How to Keep Your Dog From Overheating

Some high-energy, athletic dogs, unable to sweat, will work to the point of self-injury, so make sure you're able to recognize the warning signs of exhaustion

I'm not hot at all!     Photo: Outside K9

Summer months provide the opportunity to keep our dogs in shape, improve their skill levels, and, perhaps, rectify shortcomings identified in the field last season. But you should remember to use the cool, damp mornings and be careful of the summer heat. Exhaustion can be a killer.

Retrievers, pointers, and other high-energy, athletic dogs have enormous enthusiasm for the job, often working to the point of self-injury. On hot, dry days, body heat builds up quickly in the active dog. And because they don’t sweat there’s no way to dissipate the heat.

The key is to recognize the warning signs of exhaustion early and to avoid training during the hottest part of the day. Warning signs include excessive panting, frothing at the mouth, lethargy, and dizziness. Some exceptionally driven dogs won’t slow down as they overheat. You’ve got to be exceptionally vigilant and stop training and cool them down with water.

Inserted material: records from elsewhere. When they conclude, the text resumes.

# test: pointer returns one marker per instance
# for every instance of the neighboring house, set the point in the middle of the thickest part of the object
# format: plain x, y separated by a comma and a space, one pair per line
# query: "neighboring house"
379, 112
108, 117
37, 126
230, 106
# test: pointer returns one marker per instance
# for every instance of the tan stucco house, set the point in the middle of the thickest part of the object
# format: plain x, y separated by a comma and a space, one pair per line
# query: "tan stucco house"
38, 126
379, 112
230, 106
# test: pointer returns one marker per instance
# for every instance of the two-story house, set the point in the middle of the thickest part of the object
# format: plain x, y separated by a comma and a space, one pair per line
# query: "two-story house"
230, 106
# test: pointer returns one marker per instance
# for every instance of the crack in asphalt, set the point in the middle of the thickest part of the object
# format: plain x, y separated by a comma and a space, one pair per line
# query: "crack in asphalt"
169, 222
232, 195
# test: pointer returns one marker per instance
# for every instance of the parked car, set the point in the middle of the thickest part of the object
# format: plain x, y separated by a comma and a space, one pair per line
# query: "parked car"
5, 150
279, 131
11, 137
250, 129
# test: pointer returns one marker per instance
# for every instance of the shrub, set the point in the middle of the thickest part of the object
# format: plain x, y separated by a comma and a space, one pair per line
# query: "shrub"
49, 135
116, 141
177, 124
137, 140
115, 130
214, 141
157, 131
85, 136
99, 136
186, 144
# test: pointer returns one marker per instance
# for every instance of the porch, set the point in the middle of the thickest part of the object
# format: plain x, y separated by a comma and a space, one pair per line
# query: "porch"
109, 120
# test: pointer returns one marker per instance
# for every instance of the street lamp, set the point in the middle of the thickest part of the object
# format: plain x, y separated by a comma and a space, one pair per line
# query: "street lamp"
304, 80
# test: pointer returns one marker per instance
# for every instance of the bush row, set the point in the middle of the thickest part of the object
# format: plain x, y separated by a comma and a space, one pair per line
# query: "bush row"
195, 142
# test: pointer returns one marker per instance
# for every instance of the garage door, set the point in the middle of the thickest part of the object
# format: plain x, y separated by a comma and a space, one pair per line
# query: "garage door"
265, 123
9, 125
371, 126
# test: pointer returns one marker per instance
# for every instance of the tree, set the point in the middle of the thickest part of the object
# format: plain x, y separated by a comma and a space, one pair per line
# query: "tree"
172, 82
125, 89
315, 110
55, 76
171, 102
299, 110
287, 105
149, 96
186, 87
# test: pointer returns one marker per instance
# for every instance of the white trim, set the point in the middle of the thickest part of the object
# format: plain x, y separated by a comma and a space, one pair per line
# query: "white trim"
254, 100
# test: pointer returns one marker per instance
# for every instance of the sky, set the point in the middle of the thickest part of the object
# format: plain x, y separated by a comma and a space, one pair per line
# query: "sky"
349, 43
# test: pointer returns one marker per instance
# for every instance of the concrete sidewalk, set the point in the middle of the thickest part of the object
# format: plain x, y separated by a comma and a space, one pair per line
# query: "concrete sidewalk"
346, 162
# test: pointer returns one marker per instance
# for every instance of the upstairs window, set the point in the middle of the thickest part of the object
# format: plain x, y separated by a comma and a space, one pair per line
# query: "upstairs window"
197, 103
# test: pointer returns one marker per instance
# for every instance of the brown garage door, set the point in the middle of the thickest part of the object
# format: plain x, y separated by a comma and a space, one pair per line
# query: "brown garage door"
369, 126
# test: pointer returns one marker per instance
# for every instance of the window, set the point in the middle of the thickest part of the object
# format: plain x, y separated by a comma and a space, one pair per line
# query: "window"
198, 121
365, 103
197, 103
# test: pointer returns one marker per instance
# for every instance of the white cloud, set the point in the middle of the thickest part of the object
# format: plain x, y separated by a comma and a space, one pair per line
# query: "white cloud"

Get the dog in shape before active training programs. If your dog has been out of service for a while or has become overweight and out of shape, begin conditioning with long walks practicing heel work and swimming retrieves on cool mornings. Swimming is more aerobic, easier on the dog’s joints, and cooler than running. Gradually extend the duration and intensity of the sessions getting the dog accustomed to working in warmer conditions.

Train in the early morning hours when the ground and air are cooler with less humidity. The dew is a bonus—much better than a sun-baked field. Involve lots of water work and choose places with a large tree canopy for shade. Plan sessions. Each exercise should have a training objective to prevent wasted energy, which builds body heat. Hold off long lining, casting, or pointing training for cooler weather. You can run four 25-yard retrieves with brief rest periods between each retrieve and keep the dog cooler than running one 100-yard retrieve.